Nairobi – The UN on Friday announced that five million Somalis do not have enough food, with 1.1 million of them Internally Displaced Persons (IDPs) housed in various camps across the country.
It also revealed in Nairobi that the five million people including over 300,000 children under five years of age who were acutely malnourished,had
more than 50,000 who were severely malnourished.
Doctor Lul Mohamud-Mohamed, a medical practitioner in the largest public hospital in Somalia, Banaadir Hospital, warned that the situation was getting worse for children living in IDP camps.
She said that the impact of the food crisis was seriously impeding the growth and development of children, at the same time denying them the chance to education.

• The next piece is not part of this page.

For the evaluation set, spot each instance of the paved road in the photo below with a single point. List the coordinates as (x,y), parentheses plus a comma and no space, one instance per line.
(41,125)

She added that “we are recording deaths and serious medical conditions as a result of malnutrition among children from displaced people’s camps. For example, out of 600 children the hospital receives monthly, 25 per cent of them are malnourished.’’
She noted that most of the children under the age of five were mostly affected, stressing that there was urgent need to protect the children from long-term conditions which could affect them much more in life.
Mohamed, who heads the children’s department at the hospital, say the lack of food has denied most children access to education since most of them have to look for food at the expense of education.
“A large number of children in the IDP camps do not attend school and are forced to work alongside their parents, a development which risks the lives of the children more.